The main difference is in the sheer number of neurons. The human brain has 100 million times the number of neurons a sea slug's brain has. Where do those differences in quantity come from? At some point in their development, all embryos—whether human, chimp, rat, frog, or slug—must have a single first cell committed toward generating neurons. That cell divides and gives rise to 2 cells; those divide into 4, then 8, then 16. After a dozen rounds of cell division, you've got roughly enough neurons to run a slug. Go another 25 rounds or so and you've got a human brain. Stop a couple of rounds short of that and, at about one-third the size of a human brain, you've got one for a chimp. Vastly different outcomes, but relatively few genes regulate the number of rounds of cell division in the nervous system before calling a halt. And it's precisely some of those genes, the ones involved in neural development, that appear on the list of differences between the chimp and human genomes.

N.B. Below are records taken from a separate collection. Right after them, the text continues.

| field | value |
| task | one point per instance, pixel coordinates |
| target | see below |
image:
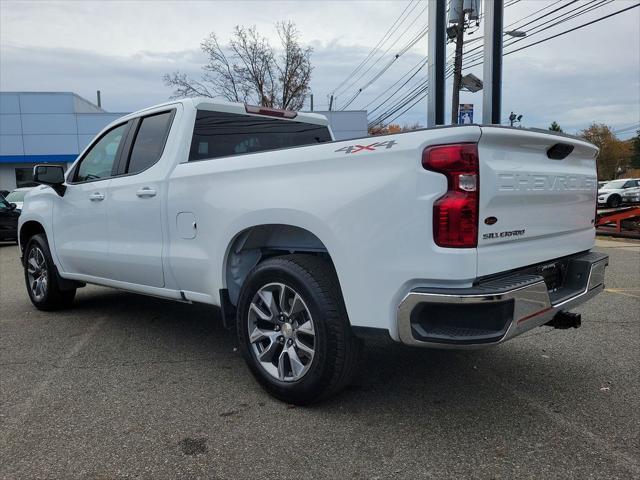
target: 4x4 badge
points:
(370, 148)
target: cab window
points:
(149, 143)
(98, 161)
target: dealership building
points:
(54, 127)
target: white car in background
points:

That's it; that's the 2 percent solution. What's shocking is the simplicity of it. Humans, to be human, don't need to have evolved unique genes that code for entirely novel types of neurons or neurotransmitters, or a more complex hippocampus (with resulting improvements in memory), or a more complex frontal cortex (from which we gain the ability to postpone gratification). Instead, our braininess as a species arises from having humongous numbers of just a few types of off-the-rack neurons and from the exponentially greater number of interactions between them. The difference is sheer quantity: Qualitative distinctions emerge from large numbers. Genes may have something to do with that quantity, and thus with the complexity of the quality that emerges. Yet no gene or genome can ever tell us what sorts of qualities those will be. Remember that when you and the chimp are eyeball to eyeball, trying to make sense of why the other seems vaguely familiar.